They now have preliminary results from 11 of the 16 provinces, making up about two thirds of congressional seats. Allawi is indeed getting trounced, winning only 14% in Baghdad province, where he is strongest by far. Chalabi did even worse, winning only 1% in Baghdad. Some news sources suggest that while the count in the majority Sunni provinces isn't done yet, the Sunni religious parties are doing much better elsewhere than Sunni secular parties.

So it looks like:

(a) Big win for religious parties in general. Leaving aside the Kurds for the moment, secular groups may only win something like 10-15 percent of the seats. Probably zero chance for the secular coalition of secular Shiites, secular Sunnis, and the Kurds that the Bush administration was reportedly hoping for.

(b) Perceived proximity to the US looks like an electoral curse, as both Allawi and Chalabi got hammered.

(c) Not exactly clear what the Sunni results are, but there are indications that they are voting heavily for religious parties. I don't really understand the various Sunni political factions very well, but at least one of the most prominent religious parties was reported before the election to be closely connected to the insurgency and to have blanketed Sunni areas with posters featuring dead insurgents labeled as martyrs.

(d) It's still unclear whether the Shiite religious parties will win a majority and be able to form a government on their own. It's also unclear what the breakdown of power within the Shiite religious coalition looks like, especially between the Muqtada al-Sadr faction and the Supreme Council for the Islamic Revolution. The leaders reportedly hate each other, some bad blood that goes way back.

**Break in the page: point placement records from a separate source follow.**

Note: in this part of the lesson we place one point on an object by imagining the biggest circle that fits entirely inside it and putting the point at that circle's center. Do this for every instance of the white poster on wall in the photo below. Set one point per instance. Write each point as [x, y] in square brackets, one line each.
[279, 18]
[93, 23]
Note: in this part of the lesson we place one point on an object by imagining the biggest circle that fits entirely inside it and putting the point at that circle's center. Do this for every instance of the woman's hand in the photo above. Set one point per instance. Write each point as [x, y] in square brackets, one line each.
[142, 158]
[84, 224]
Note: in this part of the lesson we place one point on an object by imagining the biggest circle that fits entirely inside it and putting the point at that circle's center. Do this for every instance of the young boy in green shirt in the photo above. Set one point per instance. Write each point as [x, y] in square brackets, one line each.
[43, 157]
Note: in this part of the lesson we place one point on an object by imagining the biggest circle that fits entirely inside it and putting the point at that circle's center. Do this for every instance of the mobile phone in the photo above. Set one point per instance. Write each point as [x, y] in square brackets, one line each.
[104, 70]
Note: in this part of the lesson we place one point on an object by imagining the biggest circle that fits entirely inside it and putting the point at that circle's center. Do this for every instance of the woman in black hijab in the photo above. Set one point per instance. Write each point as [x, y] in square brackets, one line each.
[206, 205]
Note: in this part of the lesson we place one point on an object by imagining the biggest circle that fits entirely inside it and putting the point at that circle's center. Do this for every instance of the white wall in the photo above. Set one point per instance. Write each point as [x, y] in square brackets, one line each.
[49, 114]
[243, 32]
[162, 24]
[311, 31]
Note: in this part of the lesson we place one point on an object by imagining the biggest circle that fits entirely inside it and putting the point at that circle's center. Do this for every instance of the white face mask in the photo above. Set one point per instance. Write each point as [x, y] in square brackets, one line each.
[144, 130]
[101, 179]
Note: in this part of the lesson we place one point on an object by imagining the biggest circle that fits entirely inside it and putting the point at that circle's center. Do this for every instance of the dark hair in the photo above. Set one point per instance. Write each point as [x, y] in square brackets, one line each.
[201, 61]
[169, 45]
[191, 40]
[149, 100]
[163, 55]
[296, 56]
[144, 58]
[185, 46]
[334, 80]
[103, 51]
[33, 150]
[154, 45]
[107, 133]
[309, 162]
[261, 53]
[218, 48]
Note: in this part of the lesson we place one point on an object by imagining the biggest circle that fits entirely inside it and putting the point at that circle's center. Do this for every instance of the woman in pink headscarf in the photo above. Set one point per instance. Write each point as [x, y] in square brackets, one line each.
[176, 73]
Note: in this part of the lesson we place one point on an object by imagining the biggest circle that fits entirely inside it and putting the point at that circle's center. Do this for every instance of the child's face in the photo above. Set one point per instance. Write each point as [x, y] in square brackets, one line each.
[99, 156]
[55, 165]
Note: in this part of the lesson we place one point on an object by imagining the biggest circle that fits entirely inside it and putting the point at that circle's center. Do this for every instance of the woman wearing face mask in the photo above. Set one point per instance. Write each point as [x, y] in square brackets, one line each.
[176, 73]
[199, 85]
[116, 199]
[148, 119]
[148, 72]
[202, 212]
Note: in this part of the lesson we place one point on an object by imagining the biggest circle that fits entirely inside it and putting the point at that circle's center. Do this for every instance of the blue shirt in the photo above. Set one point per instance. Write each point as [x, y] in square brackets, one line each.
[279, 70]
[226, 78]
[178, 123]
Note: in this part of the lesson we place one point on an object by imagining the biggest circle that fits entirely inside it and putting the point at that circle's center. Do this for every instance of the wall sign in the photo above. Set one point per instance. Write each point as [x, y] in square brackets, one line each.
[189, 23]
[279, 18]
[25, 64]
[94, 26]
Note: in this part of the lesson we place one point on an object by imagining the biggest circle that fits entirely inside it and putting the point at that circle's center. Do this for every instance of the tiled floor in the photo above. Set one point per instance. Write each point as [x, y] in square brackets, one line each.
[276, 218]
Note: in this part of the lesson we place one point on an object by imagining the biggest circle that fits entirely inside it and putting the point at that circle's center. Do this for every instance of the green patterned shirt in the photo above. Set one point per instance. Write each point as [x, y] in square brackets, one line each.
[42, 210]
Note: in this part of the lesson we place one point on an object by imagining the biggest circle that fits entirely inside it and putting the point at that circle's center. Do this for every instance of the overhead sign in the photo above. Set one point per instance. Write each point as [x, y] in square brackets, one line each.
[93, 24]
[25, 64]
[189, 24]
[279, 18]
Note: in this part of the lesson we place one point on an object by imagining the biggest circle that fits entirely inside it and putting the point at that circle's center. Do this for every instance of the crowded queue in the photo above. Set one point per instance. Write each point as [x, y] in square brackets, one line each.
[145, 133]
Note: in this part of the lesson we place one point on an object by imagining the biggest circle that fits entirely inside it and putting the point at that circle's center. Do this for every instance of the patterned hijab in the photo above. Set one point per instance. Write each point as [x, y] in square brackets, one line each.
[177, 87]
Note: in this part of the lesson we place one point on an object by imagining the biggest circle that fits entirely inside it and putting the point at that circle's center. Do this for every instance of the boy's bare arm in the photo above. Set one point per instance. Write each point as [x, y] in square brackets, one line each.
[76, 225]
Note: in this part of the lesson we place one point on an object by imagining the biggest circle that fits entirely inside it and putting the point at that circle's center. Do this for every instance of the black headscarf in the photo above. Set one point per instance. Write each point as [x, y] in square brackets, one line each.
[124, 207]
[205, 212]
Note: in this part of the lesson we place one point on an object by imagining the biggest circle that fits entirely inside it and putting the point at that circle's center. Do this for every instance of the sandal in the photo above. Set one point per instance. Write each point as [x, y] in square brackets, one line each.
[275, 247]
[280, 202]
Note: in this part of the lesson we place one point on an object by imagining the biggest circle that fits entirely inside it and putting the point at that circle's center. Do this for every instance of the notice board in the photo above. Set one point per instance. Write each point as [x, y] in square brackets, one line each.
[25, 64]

To come back to the question of what we do if the government asks us to pull out: I'm not saying this will happen but it seems possible. Its easy to fall into the assumption that the government wouldn't want us to leave because it would risk destabilizing the country. On the other hand, let's take a look at the main players emerging. Muqtada al-Sadr's strength within the Shiite coalition is uncertain, but he is likely one of the two biggest players and he has made no bones about wanting us gone from day one. If the Sunnis are indeed voting heavily for religious parties, and those religous parties either have ties to the insurgency or represent many insurgent-friendly areas, then they may want us out too. What the other Shiites groups want is totally uncertain. But they certainly aren't secular pro-western types, and at some point they may decide that they have certain plans for the Kurds and Sunnis that we are only going to obstruct, giving them some incentive to also tell us to scram.

This is all speculation, but I don't think its unreasonable. This year is going to be a serious test and I'm not sure anybody really knows what's going to happen.